From Friday's Globe and Mail

Harvey Mackay talks to you like an old friend - even if he's never met you before. There's no such thing as a cold call for the homespun author of the new book Use Your Head to Get Your Foot in the Door: Job Search Secrets No One Else Will Tell You. Before he contacts you, he's researched what school you went to, your favourite sport and charity, and the work issues that probably keep you awake at night. It's the kind of extra effort that job seekers will have to make to get the ear of hiring managers in today's crowded job market, and for a long time to come, Mr. Mackay, the author of five previous career advice books, tells Wallace Immen.

Here are excerpts of their conversation:

***

You say job seekers will have to work harder than ever to even get an interview. Isn't the job market improving?

There's simply going to be more competition and fewer jobs for a long time to come. Every indication I see is that the job market will take much longer to recover from the recession than most experts are predicting.
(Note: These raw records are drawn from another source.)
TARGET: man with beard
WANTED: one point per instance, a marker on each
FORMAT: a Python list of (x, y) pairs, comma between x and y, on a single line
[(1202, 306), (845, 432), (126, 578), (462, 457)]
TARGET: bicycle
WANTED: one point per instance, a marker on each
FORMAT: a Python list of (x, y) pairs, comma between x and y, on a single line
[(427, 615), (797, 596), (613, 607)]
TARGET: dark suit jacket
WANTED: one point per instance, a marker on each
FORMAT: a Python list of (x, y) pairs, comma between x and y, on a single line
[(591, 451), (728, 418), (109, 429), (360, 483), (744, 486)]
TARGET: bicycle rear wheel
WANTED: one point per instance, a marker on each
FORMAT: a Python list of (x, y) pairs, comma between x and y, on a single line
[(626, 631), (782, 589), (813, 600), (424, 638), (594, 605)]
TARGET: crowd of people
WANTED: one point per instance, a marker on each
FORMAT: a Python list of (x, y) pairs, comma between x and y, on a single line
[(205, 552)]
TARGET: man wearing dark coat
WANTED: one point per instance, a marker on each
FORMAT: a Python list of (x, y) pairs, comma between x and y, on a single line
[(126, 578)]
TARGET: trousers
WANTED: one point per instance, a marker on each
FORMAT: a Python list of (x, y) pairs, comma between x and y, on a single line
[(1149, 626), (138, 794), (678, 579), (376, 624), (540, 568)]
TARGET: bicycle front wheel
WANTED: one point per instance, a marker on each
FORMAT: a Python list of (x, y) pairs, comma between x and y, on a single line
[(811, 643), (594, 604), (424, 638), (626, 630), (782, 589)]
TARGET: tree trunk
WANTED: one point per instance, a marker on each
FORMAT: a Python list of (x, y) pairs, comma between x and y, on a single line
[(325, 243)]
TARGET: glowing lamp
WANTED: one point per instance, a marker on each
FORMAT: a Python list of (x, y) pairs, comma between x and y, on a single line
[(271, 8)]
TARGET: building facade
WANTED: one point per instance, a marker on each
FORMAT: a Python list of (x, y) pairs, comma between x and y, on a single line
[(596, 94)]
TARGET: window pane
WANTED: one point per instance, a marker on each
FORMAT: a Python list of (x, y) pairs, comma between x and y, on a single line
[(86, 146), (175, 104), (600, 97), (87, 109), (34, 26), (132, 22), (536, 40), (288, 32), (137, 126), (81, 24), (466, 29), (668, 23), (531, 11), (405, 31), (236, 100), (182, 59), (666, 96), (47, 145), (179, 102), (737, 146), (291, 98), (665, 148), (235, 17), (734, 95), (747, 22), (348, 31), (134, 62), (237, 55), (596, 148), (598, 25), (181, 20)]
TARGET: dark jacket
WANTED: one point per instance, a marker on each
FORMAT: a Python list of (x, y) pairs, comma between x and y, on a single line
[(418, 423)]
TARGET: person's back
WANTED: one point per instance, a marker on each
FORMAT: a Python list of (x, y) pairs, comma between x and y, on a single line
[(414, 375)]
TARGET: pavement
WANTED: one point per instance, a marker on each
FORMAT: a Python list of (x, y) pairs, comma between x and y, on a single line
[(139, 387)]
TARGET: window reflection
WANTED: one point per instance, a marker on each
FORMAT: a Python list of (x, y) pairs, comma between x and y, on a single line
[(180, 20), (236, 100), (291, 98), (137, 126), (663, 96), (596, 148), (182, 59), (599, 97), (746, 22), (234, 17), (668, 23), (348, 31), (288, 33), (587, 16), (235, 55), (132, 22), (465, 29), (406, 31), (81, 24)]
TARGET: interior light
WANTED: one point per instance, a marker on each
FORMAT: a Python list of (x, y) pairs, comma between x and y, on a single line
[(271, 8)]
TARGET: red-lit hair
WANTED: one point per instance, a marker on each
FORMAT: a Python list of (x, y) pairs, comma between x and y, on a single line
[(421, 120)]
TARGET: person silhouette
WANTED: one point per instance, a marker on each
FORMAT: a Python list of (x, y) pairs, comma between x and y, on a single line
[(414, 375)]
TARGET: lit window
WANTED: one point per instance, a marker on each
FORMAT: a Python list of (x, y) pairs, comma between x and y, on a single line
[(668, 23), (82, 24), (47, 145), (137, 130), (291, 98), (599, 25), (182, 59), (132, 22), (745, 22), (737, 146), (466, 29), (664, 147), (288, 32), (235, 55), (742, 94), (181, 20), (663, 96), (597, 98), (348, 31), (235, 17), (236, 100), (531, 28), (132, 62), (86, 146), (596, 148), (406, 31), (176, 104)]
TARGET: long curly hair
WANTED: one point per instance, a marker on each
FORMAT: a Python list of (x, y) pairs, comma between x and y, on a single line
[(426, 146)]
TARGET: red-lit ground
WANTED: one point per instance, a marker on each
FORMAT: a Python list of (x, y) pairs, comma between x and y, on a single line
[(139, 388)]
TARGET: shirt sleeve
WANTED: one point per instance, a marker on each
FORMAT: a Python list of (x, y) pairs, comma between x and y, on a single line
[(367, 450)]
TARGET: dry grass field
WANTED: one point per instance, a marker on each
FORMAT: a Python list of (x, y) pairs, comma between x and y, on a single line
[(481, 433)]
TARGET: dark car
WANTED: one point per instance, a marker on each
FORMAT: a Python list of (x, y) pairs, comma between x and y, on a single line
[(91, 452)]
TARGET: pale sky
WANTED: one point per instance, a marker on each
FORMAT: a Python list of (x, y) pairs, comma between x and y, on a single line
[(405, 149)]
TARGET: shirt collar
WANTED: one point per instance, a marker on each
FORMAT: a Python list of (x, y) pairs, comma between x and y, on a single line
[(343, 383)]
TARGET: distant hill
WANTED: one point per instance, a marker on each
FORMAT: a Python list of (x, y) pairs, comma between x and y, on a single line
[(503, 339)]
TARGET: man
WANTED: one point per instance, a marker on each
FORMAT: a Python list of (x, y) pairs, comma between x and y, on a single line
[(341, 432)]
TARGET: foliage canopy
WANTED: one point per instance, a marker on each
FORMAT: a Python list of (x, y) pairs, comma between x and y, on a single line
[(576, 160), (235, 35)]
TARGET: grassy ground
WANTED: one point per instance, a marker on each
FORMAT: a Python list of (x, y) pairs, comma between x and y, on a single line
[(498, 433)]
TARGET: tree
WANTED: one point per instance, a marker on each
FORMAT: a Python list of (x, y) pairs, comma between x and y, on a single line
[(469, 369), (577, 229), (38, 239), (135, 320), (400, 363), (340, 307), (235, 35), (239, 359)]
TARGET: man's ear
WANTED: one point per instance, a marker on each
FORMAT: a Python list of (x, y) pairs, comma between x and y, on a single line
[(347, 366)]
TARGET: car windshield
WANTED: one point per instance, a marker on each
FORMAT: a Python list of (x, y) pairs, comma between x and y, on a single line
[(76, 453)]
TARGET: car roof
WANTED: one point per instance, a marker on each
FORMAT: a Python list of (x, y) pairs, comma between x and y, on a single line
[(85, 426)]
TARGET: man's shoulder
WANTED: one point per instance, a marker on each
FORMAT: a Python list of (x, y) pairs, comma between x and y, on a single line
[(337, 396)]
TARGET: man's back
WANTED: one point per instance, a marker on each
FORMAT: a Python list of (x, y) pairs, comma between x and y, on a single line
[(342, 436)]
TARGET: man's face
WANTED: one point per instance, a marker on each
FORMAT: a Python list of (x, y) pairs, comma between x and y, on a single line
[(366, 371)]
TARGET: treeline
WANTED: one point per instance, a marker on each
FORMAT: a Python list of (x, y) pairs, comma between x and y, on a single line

Not only have huge contracts and signing bonuses gone the way of the dodo, a lot of MBAs and finance majors who thought they had tickets to turbocharged careers are on the street looking for jobs like everyone else.

Politicians and economists aren't telling the truth about the recovery when they say it is going to get back to normal. Friends I have in business are still telling me their sales are down 20 to 40 per cent from two years ago.

The jobless numbers aren't giving the whole picture, because they don't count people who have dropped out of the market because they can't find anything. And many of the jobs they count as created are part-time rather than full-time. So where there might have been a dozen candidates for a job opening before the recession, today there may be 100. So you've really got to find an edge to get a hiring manager to listen to you, let alone remember what you have to say.

Still, competition has always been stiff. What's new about doing them one better?

The old saying is that searching for a job is your job. Now you should be working even harder in a job hunt than you would on a job. It requires getting a daily job hunt routine and it's no exaggeration to say you should be sticking to it 12 hours a day.

You need to know more than you ever thought you could, or should, about your interviewer and the company you might be working for.

Googling the company is just not enough, because everyone does that. A neat source of insider information that hardly anyone thinks to use is your local library. Librarians can help walk you through how to access business data bases, trade journals, newspapers and annual reports that aren't available free anywhere else.

Another terrific move I recommend is to scope out competitors of the company you hope to work for and informally contact current or former employees of either your target company or a competitor who can give you some idea of the corporate culture and priorities of management.

How do you get a reluctant hiring manager to open a closed door?

Most people focus so much on themselves and the how of getting a job that they don't connect with the people who can say yes to hiring them or steer them to a job opening. To get an edge, you have to understand that the person interviewing you is Numero Uno. I've been accused of being overzealous in finding ways to get their attention, but you can make an unwilling contact a friend by discovering things you have in common.